Review: Libertalia Winds of Galecrest (Stonemaier Games) – English

Libertalia is the name of an infamous pirate colony from maritime legends. Presumably Libertalia was located somewhere on or near Madagascar, east of the African coast. In Libertalia people were free from any authority and they ruled by direct democracy. Libertalia was a utopia and like every utopia unfortunately complete nonsense… Libertalia is also a game designed by Paolo Mori in which players secretly play character cards to turn the proverbial tides. Libertalia: Winds of Galecrest is a ‘reprint’ of this modern classic. Stonemaier Games, the publisher of the new version, has sails new undiscovered seas and as a result the dark pirate theme has been exchanged for colourful and animalistic sky pirates. Can you bury the most loot during the three voyages or will you die of scurvy? Hoist the sails of this airship, a pirate’s life for me!

In Libertalia, players go on three voyages consisting of several days. During these days they put together a crew and collect loot by handling the special effects of their crew. At the beginning of a raid, one of the players draws 6 (new) random cards from his or her personal draw pile. All players have the same set of cards. After the player has drawn 6 cards, the numbers are called out and the other players look for the exact same cards and take them in their hands as well. Each voyage consists of several days (rounds). Each day players choose a card from their hand and play it facedown in front of them. When each player has chosen a card, the cards are simultaneously flipped and placed on the board in ascending order. In case of cards with equal values, this tie is broken by the position of the players on the reputation track.

After the characters have been placed, the day proceeds in the following phases: day, dusk and night. During the day, the day effects of the character cards are resolved from left to right. During dusk the (remaining) character cards are resolved from right to left. In addition to possible effects of cards during this phase, players also choose one of the face-up loot tiles for the corresponding day. Loot results in immediate effects or actions or points later during the game. Players also take their remaining character cards back into their ships during dusk. All aboard! During the night, any night effects of characters on ships are resolved. At the end of a voyage, anchor effects from cards and loot tiles are resolved and the ships are un boarded. Players take 6 new cards into their hand – as cards remain, their hand grows – and they are ready to start a new raid. After three raids the game ends. During a raid, players collect and lose doubloons and after each raid they can safely bury the remaining doubloons in their treasure chests. The player who has collected the most pirate gold at the end of the game wins Libertalia!

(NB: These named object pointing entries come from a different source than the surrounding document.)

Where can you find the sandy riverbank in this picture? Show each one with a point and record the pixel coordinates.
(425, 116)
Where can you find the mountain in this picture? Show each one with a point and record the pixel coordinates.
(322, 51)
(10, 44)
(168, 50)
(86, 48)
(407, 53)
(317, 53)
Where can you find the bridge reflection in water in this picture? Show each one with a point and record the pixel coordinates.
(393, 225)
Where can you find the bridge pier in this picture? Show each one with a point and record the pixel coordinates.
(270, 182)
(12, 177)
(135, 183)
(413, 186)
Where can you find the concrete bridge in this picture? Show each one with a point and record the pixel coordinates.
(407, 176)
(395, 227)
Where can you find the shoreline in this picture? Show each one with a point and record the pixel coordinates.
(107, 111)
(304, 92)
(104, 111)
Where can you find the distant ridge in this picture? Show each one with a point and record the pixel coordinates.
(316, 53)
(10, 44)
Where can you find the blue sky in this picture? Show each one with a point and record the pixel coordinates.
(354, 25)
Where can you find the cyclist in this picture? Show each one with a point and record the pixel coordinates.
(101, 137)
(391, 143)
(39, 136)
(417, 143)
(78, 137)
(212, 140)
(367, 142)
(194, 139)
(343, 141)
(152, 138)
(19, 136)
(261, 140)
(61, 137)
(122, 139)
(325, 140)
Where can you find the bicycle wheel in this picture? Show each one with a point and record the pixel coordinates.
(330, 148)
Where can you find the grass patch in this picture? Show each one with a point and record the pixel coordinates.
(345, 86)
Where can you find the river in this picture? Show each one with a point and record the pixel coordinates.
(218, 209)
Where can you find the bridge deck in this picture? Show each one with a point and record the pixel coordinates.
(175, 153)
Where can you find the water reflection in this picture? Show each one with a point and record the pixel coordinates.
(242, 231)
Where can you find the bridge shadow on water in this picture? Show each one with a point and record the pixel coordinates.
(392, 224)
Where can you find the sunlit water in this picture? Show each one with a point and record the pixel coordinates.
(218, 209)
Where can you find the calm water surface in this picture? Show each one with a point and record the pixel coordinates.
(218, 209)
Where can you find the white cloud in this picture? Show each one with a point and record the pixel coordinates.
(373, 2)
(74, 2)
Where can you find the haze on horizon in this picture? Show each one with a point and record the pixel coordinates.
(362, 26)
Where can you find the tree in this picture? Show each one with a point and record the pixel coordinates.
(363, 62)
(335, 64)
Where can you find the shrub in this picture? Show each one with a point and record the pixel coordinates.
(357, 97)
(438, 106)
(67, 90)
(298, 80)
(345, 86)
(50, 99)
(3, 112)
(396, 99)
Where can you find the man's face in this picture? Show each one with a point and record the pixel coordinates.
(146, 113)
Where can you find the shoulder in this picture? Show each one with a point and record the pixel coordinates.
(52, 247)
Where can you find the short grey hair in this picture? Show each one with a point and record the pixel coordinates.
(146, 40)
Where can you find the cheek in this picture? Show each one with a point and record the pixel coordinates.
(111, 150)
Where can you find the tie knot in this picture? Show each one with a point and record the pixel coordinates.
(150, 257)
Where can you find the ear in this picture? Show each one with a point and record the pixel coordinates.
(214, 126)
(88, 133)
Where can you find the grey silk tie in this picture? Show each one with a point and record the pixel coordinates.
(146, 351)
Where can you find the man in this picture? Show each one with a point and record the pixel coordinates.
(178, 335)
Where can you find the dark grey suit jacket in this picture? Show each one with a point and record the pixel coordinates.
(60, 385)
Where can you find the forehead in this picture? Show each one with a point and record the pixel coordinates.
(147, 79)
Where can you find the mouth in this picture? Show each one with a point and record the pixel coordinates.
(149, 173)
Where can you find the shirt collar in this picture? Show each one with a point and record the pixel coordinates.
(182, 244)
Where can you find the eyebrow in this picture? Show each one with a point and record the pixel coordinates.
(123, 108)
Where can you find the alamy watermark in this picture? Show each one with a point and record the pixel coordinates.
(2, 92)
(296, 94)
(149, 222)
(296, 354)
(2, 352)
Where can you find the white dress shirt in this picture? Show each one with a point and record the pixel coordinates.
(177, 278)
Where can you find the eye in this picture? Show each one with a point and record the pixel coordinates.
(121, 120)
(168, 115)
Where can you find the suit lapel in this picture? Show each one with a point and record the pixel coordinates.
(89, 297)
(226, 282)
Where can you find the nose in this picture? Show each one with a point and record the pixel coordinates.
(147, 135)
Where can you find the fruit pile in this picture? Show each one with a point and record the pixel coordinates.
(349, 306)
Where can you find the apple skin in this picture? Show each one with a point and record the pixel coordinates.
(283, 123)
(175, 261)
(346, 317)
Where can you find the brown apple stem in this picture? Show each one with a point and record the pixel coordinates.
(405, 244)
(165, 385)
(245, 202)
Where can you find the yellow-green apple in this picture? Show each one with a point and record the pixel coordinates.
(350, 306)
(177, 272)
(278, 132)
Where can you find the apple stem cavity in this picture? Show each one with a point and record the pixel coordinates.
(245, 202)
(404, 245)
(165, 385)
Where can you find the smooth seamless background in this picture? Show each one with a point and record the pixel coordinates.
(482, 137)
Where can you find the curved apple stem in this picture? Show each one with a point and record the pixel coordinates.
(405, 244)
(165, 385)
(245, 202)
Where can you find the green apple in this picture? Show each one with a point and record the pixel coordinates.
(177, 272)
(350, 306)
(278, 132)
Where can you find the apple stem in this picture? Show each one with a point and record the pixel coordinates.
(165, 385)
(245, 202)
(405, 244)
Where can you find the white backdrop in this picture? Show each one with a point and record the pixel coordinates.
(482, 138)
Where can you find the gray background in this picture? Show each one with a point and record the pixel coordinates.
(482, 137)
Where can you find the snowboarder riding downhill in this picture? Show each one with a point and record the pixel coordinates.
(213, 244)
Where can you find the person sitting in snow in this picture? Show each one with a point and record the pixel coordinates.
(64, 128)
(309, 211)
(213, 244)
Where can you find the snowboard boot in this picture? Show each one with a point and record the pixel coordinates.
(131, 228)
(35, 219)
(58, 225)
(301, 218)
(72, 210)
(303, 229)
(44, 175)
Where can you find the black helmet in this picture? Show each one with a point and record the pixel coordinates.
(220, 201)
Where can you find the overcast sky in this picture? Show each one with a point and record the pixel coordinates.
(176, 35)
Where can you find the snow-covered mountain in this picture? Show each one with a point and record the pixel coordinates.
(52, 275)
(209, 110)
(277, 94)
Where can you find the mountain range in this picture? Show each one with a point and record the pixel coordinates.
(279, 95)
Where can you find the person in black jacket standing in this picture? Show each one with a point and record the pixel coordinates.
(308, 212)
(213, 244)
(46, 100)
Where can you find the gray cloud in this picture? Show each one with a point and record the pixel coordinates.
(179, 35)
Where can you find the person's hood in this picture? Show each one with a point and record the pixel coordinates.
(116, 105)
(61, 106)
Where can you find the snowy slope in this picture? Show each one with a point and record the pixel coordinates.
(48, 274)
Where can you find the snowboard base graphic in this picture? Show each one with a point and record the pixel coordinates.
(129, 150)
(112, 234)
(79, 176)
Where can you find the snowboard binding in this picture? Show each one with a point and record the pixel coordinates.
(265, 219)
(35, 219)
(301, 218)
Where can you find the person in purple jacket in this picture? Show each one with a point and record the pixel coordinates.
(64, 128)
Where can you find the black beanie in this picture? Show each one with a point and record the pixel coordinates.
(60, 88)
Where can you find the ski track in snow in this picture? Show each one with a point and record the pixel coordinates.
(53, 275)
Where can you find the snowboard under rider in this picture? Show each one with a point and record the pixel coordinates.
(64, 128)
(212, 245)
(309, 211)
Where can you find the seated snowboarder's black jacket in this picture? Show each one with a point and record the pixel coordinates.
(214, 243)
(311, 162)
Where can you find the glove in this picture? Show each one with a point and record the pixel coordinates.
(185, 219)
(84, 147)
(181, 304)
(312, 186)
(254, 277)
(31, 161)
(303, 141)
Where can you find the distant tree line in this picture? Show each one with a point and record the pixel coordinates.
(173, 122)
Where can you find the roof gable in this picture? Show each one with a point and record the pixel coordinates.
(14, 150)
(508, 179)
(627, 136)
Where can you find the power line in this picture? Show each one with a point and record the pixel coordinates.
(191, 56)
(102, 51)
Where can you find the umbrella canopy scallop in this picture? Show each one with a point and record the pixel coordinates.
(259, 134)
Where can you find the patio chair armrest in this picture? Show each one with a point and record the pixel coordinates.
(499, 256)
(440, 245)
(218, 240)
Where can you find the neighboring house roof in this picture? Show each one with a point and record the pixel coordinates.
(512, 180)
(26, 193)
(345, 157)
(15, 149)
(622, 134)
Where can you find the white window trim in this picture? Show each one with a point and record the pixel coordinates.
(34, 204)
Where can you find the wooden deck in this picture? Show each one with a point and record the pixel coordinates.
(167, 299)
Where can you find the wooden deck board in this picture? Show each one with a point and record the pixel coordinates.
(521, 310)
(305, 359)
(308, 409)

Ahoy!

The power of Libertalia lies in the combination between bluffing, betrayal and fun filled chaos. The game contains 40 different character cards, each with different properties, actions and powers. Although players all have exactly the same cards at their disposal during the course of the game, they decide for themselves when and if they deploy certain characters. Because characters have certain values and therefore (can) be used in certain orders, players have to anticipate what other players might do. With the characters, players can simply collect doubloons, eliminate other players, earn reputation or figure out a long term strategy by combining effects of different cards. If all goes well, that is. The game is highly interactive and players can thwart each other. No room for parley!

Libertalia is and remains a fascinating, fast paced and tactical bluffing game and the re-release is a welcome addition to my collection. The new gameplay elements make the gameplay less random and more tactical than ever and the production value is outstanding. X marks the spot!